Politique

Quel président pour la transition au Mali ? Le collège chargé de le désigner entre en conclave

| Par Jeune Afrique avec AFP
Mis à jour le 21 septembre 2020 à 11h42
Un portrait d'Aissimi Goïta, brandit lors d'une manifestation pro-CNSP à Bamako, le 8 septembre 2020 à Bamako.

Un portrait d'Aissimi Goïta, brandit lors d'une manifestation pro-CNSP à Bamako, le 8 septembre 2020 à Bamako. © /AP/SIPA

Le groupe chargé de nommer le président qui dirigera le Mali au cours des prochains mois après le putsch du 18 août doit se réunir lundi.

Ce collège institué par la junte militaire désormais au pouvoir se réunira à un moment où celle-ci est sous la pression de la Communauté des États ouest-africains (Cedeao) pour désigner rapidement le président et le Premier ministre qui conduiront les affaires pendant la période de transition de plusieurs mois censée ramener les civils à la tête du pays.

Le collège devrait comprendre cinq représentants de la junte, deux du Mouvement du 5-Juin, deux religieux et deux membres de la société civile, selon une source au sein du processus pour sa mise en place.

Condition à la levée des sanctions

La Cedeao insiste pour que ce soient des civils, tandis que les nouveaux maîtres de Bamako voudraient que le président soit un militaire.

La Cedeao lèvera les sanctions qu’elle a imposé au Mali aussitôt que des dirigeants de transition civils auront été choisis, affirme l’organisation régionale. La semaine passée, elle n’avait laissé que quelques jours à la junte pour accéder à ses exigences.

Le médiateur de la Cedeao dans la crise malienne, l’ancien président nigérian Goodluck Jonathan, est attendu en début de semaine au Mali.

On ignore si le collège choisira un président de transition lundi, veille du 60e anniversaire de l’indépendance du Mali.

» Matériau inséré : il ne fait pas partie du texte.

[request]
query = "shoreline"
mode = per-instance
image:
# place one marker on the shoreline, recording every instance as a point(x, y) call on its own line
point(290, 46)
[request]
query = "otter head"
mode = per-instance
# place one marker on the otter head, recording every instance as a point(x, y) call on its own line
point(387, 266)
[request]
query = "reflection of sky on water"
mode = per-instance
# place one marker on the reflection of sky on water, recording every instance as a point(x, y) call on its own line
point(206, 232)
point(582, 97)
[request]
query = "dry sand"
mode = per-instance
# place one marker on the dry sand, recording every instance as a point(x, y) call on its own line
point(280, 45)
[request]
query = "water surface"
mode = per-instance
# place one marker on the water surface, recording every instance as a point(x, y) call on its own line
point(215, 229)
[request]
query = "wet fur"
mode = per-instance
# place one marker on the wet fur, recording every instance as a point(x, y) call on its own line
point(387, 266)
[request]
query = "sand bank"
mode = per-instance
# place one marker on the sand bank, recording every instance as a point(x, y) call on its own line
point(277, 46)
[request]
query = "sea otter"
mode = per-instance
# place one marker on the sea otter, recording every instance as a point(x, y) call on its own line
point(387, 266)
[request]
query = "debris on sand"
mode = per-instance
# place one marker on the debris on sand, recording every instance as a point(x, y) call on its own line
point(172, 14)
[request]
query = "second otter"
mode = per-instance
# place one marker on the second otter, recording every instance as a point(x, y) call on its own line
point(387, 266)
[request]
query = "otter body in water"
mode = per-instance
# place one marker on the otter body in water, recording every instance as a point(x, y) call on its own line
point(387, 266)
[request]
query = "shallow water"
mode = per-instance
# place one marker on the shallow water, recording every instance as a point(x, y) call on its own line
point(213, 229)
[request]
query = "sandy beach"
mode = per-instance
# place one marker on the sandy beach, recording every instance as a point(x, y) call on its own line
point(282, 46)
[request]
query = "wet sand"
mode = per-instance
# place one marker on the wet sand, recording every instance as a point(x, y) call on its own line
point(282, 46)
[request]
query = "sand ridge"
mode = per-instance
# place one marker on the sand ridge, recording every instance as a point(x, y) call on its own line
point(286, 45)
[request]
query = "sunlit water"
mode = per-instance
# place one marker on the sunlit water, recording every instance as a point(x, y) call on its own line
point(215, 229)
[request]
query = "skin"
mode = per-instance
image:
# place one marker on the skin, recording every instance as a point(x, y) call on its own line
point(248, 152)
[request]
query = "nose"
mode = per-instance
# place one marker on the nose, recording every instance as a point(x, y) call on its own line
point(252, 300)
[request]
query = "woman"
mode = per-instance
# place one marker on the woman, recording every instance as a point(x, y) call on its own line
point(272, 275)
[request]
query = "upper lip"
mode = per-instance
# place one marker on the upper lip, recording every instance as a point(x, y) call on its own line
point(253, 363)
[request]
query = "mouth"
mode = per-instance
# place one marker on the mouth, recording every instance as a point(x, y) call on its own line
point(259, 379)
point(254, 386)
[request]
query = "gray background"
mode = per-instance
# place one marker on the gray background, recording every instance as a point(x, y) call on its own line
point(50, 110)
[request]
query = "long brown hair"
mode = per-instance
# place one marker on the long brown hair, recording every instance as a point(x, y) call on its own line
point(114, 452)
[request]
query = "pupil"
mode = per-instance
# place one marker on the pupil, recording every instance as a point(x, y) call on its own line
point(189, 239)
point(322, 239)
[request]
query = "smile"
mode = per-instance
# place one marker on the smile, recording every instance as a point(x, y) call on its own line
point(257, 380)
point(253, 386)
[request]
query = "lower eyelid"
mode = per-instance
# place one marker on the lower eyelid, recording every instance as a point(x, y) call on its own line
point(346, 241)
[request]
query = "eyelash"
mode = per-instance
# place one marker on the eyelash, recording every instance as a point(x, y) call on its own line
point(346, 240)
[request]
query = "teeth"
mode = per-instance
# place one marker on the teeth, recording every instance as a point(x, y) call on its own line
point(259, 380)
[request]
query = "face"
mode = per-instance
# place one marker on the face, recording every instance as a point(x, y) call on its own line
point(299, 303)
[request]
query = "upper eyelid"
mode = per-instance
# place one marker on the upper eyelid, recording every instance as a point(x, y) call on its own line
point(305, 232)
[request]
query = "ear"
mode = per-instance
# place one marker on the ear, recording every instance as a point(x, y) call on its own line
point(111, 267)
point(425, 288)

« Le collège doit siéger demain », a dit dimanche un des responsables du Mouvement du 5-Juin, Imam Oumarou Diarra, en marge des discussions organisées au cours du week-end entre la junte et ce collectif qui a mené pendant des mois le mouvement de protestation contre l’ancien président Ibrahim Boubacar Keïta, jusqu’à ce qu’un groupe d’officiers ne le dépose le 18 août.

Alger s’implique

Par ailleurs, dimanche 20 septembre, le ministre algérien des Affaires étrangères, Sabri Boukadoum, s’est rendu à Bamako pour sa seconde visite en moins d’un mois. « Dépêché » par le président algérien Abdelmadjid Tebboune, Boukadoum a mené une série d’entretiens.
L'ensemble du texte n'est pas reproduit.